A frase se encaixa perfeitamente no movimento político do poder judiciário iniciado com a Lava Jato. O próprio ex-juiz, Sérgio Moro, defende que a “interpretação” da lei é algo totalmente livre do que está escrito. Ele é contra punição de juízes que tomam decisões que contrariam a legislação. O grupo emergido da Lava Jato defende uma espécie de tirania judiciária, em que o judiciário não presta contas nem à sociedade e nem à legislação.

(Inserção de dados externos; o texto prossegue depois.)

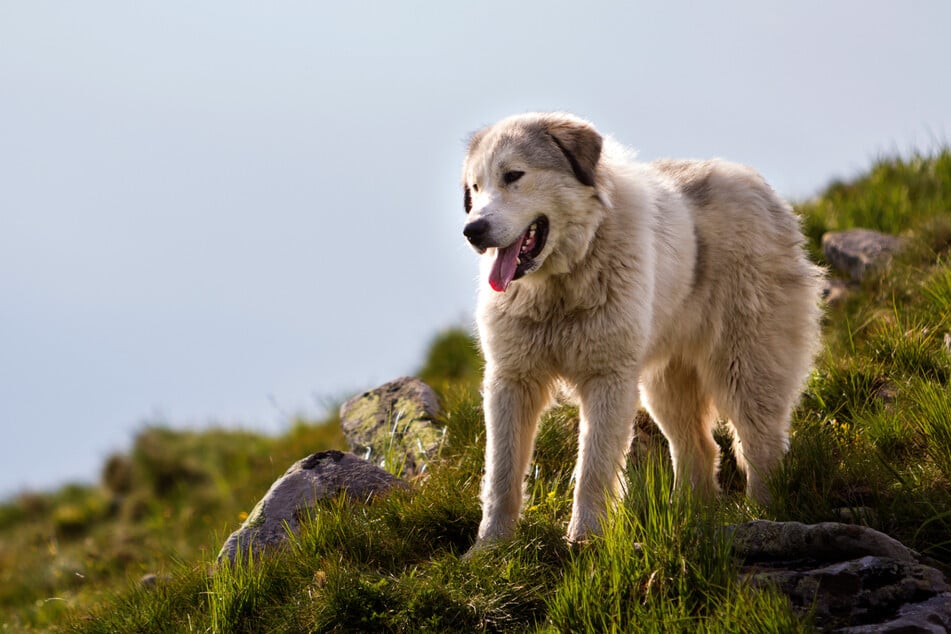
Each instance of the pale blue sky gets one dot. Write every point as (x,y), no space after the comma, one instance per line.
(232,211)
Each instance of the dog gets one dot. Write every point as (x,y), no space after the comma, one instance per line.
(680,285)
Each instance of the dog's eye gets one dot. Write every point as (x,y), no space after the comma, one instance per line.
(512,176)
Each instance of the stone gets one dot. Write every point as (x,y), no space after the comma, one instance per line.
(319,476)
(857,251)
(852,578)
(393,425)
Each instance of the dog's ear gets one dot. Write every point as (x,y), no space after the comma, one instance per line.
(581,145)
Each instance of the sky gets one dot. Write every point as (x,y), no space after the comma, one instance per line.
(234,213)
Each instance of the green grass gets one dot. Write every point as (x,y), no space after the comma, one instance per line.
(871,442)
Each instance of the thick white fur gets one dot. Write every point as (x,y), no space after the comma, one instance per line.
(681,285)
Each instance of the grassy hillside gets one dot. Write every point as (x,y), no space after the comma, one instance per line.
(871,443)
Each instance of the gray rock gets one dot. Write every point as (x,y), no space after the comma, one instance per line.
(392,425)
(852,578)
(856,251)
(318,476)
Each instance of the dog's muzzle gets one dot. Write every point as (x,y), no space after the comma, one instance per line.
(477,233)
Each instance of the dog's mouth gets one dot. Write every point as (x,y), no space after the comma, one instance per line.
(517,259)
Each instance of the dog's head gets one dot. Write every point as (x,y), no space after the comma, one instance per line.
(523,178)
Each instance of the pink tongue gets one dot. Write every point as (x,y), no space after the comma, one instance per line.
(503,269)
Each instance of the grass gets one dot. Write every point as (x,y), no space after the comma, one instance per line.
(871,443)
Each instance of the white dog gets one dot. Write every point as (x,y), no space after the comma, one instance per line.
(679,284)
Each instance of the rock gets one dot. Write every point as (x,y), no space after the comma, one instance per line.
(394,423)
(853,578)
(856,251)
(318,476)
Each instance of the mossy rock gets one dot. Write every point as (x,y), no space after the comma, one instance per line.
(393,425)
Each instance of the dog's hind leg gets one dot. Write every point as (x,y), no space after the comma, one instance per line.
(676,400)
(758,396)
(512,409)
(608,404)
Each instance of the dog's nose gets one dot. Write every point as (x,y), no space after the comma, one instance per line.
(476,232)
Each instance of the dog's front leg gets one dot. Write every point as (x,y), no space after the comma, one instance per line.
(608,404)
(512,409)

Dallagnol e Moro estão em plena campanha política para que a prisão em segunda instância seja confirmada pelo Supremo. Dallagnol deu a sua própria interpretação da Constituição. Ele alegou que a Constituição estabelece que ninguém será “considerado culpado” até o trânsito em julgado, mas “não fala que ninguém será preso” até que todos os recursos sejam esgotados. Ou seja, Dallagnol defende que as pessoas inocentes sejam presas, visto que obviamente só não é inocente quem foi ‘considerado culpado’.
“A presunção de inocência deve ser compatibilizada com outros direitos e valores constitucionais e com a eficiência da Justiça”, argumentou. Manifestantes, que estavam do lado de fora da palestra, vaiaram e xingaram o procurador. (Veja vídeo abaixo e mais sobre a palestra do procurador no Uol)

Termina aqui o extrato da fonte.